As an aspiring playwright currently developing a script, I found Mamet's book to be an invigorating and succinct investigation of the function of true drama ("The theater exists to deal with the problems of the soul, with the mysteries of human life, not with its quotidian calamities."). For me, the most arresting and appealing aspect of Mamet's aesthetic philosophy is his candid unearthing of the roots of our dramatic urge in the collective human psyche. This urge manifests itself in our natural impulse - indeed, "our unique survival tool" - to structure our perceptions of the world into `event-complication-denouement' sequences, in other words, to seek a three-act structure (the book's title, with a hat-tip to Leadbelly, derives from this progression). Mamet cites Aristotle in delineating a protagonist/hero's dogged and single-minded pursuit of his/her goal within this framework of a play.

Also intriguing in "Knife" is Mamet's association of theater with myth, magic, religion, and dreams - all of which address the most fundamental non-rational human needs, compulsions, and feelings of powerlessness in the face of death.

"Knife" is a bracing must-read, and left me hungry for more.


5 out of 5 stars An artistic credo well worth reading   January 31, 2003
Bukkene Bruse (Iowa)
5 out of 6 found this review helpful

While Mamet's booklet is essentially an exposition of opinions with little or no discourse, it is extremely thought provoking and provides ample fuel for thinking about drama - and art in general - as lying at the edge of reason.

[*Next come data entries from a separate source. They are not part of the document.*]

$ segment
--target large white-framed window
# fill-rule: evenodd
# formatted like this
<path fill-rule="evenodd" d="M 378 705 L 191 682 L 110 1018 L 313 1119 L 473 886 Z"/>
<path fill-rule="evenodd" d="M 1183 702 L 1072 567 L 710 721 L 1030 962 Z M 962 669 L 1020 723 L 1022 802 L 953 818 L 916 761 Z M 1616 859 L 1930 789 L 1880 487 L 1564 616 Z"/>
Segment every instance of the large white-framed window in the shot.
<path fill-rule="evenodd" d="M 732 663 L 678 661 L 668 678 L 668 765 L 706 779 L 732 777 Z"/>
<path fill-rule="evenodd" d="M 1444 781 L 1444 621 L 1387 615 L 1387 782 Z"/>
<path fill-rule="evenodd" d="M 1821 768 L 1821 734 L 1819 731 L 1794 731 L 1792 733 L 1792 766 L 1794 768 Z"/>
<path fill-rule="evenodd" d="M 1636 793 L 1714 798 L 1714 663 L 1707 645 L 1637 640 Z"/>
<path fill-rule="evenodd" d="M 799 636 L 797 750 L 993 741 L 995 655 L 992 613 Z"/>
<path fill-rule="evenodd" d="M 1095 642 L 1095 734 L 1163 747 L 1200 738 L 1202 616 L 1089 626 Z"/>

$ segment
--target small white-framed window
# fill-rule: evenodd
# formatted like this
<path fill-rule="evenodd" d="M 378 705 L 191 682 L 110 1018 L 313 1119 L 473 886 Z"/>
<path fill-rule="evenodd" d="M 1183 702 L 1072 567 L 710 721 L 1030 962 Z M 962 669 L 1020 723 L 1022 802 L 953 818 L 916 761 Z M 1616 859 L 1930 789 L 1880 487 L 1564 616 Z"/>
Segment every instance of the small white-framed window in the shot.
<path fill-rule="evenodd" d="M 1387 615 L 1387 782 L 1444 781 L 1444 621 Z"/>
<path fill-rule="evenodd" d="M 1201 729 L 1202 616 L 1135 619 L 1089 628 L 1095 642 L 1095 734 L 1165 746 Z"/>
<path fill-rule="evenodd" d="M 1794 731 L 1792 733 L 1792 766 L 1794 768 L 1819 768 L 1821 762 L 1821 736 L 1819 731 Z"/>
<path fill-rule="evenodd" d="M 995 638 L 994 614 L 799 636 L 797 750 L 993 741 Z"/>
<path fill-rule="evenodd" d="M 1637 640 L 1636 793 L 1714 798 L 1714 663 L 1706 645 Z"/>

In a treatise that mirrors the three act structure he discusses, Mamet eloquently puts forth the idea that much of political drama, by instructing us what to think and feel, is mere melodrama and that "the theatre exists to deal with problems of the soul, with the mysteries of human life, not with its quotidian calamities." He assails avant-garde artists for taking "refuge in nonsense" and electing themselves "superior to reason," yet also criticizes the "hard-bitten rationalist who rails against religious tradition, against the historical niceties, against ritual large and small."

"Three Uses of the Knife" is a book that will be read quickly, but will stick to the back of your mind for sometime afterwards.


5 out of 5 stars With a diamond stylus...   September 28, 2000
5 out of 7 found this review helpful

Mr. Mamet cuts and exposes the grooves that we both claim and deny. Three Uses of the Knife is much more than the subtitle "On the Nature and Purpose of Drama" would lead you to believe. (In fact, I am not quite sure that the Vanity Fair review that appears on the cover could have been written by someone who really read this book. It seems banal and patronizing = "[Mamet] brings his usual passion and provocation to his treatise on what makes good drama.")

Anyway..far from a "treatise on...good drama", this is a book that calls for honest introspection and critical consideration of the pop drama of daily living (sports, politics, race, etc.). A case in point: I dare you to lay the current drama of internet madness in the context of this book -- It will be most revealing and this will become the best internet book you have read.

O.K., nuff hyperbole -- the book is simply on target as a structure for social criticism. Whether you agree with his opinions or not, you can't shirk the debate and keep your integrity.

It is a very short book well worth reading and re-reading.


5 out of 5 stars Best self-help book I've ever read   October 16, 2000
2 out of 3 found this review helpful

This brilliant, inspiring, and occasionally hilarious tract is Ur-Mamet. He's a pleasure to read. I picked it up because I was in the mood for some vigorous polemic--but it never occurred to me that I would find myself examining my self, my beliefs, my goals, and what it means to tell the truth. I read it twice in one night, and again the next day. A corker!